Arbitration takes the place of a trial before a judge or jury. Additionally,
the grounds for appealing or setting aside the arbitration decision are very
limited and many times may not be available at all. If a person signs a
contract that has a mandatory, binding arbitration agreement, he or she gives
up the right to go to court.
When a consumer
contract contains a binding arbitration agreement, it is important that the
consumer know this fact in advance of signing or accepting the contract.

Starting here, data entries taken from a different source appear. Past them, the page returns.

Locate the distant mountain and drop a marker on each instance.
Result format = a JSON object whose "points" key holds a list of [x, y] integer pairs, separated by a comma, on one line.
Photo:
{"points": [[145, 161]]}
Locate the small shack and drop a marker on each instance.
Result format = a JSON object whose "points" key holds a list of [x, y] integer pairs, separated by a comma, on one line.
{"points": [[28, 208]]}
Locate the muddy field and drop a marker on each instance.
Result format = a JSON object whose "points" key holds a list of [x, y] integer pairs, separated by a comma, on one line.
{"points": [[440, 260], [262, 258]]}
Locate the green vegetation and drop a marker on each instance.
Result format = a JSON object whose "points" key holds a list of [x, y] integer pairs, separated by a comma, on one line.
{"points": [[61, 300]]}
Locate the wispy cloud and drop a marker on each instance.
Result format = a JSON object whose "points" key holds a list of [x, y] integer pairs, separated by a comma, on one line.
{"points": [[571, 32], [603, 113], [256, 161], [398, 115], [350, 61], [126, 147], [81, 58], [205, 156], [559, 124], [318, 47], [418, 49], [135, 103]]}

Consumers should carefully read all documents before they sign them to find out
whether the document contains an agreement for binding arbitration. Consumers
also need to read revisions or addendums to contracts already signed which may
add an arbitration agreement to an existing contract. Once the consumer has
this information, he or she should make an informed decision about whether or
not to sign the contract.
What can the consumer expect at an
arbitration?
An arbitration
hearing is less formal and usually shorter than a trial. The persons present
their version of the facts, using witnesses and documents in a way that is
similar to a trial, but the rules of evidence and other court procedures
usually do not apply. After considering the evidence, the arbitrator makes a
decision. The decision may be announced immediately, but usually is made within
30 days.
What if the consumer can’t buy a product
without signing an arbitration agreement? Sometimes it is hard for a consumer to purchase new
products, such as mobile homes and automobiles, unless he or she signs an
arbitration agreement. If the consumer is not willing to sign a predispute
arbitration agreement, the consumer should ask that the arbitration clause be
removed. If the merchant will not remove the arbitration agreement from the
contract, the consumer may consider other ways to buy
How much does it cost the consumer to go to
arbitration?
The cost of arbitration includes filing fees
and the arbitrator’s charge. Filing fees for an arbitration may be higher than
the fees to file a case in court, and can vary based on the amount of the
claim. Some arbitration providers charge a smaller filing fee for consumer
cases. Arbitrators usually charge an hourly or daily fee, and the amount of the
fee may depend on the type of issues and the experience of the arbitrator.
Because people in a court case are not required to pay for the judge or jury,
the requirement of paying the decision-maker applies only in arbitration or in
private judging. Arbitrators usually have the right to make the losing person
pay the costs of the arbitration, or to divide the costs.